Du point de vue de l’épargnant aussi, cela n’a plus guère de sens d’encourager à ce point le seul compte d’épargne. Compte tenu des taux en vigueur dans les grandes banques (0,20 % au total pour les principaux comptes), vous pouvez placer quasi 1 million d’euros sur votre compte d’épargne sans devoir payer un cent de précompte mobilier ! Dans le même temps, le gouvernement a pris ces dernières années des mesures visant à taxer davantage les autres placements. Le précompte sur les comptes à terme, bons de caisse et obligations est ainsi passé progressivement de 15 à 27 %. Les fonds obligataires sont davantage taxés et la taxe de Bourse (sur les actions, certains fonds) est rehaussée. Sans parler de la taxe de 2 % sur les assurances-vie ou de la taxation sur la plus-value des actions (33 %) en cas de vente dans les six mois.

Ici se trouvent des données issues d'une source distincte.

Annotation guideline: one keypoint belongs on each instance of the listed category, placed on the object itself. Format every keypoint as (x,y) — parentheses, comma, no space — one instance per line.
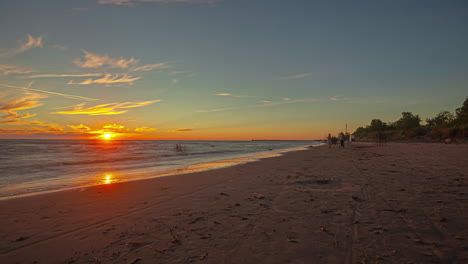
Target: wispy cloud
(59,47)
(210,110)
(80,127)
(145,129)
(133,2)
(109,79)
(75,97)
(10,69)
(150,67)
(296,76)
(232,95)
(30,43)
(63,75)
(104,109)
(94,60)
(29,101)
(181,130)
(335,98)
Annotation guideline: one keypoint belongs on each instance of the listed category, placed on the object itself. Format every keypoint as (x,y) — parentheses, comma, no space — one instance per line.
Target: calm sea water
(36,166)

Malheureusement, ces mesures, souvent prises dans l’urgence pour boucher le trou budgétaire, ont contribué à avantager encore plus le compte d’épargne par rapport aux autres placements, continuant à attirer ainsi les épargnants vers des taux réduits à peau de chagrin, inférieurs à l’inflation. Au fil du temps, cela les appauvrit. Dès lors, nous exigeons une fiscalité cohérente des placements, qui encourage à la fois la diversification et la gestion de bon père de famille, tant pour se constituer une épargne de précaution que pour le long terme. Concrètement, nous préconisons une exonération qui ne soit pas limitée au seul compte d’épargne. Nous souhaitons aussi un stimulant fiscal pour un plan d’épargne individuel plus étendu que l’actuelle épargne-pension, où l’investisseur pourrait choisir la composition de son portefeuille (actions, obligations, fonds, liquidités), de façon à coller au mieux à ses besoins réels.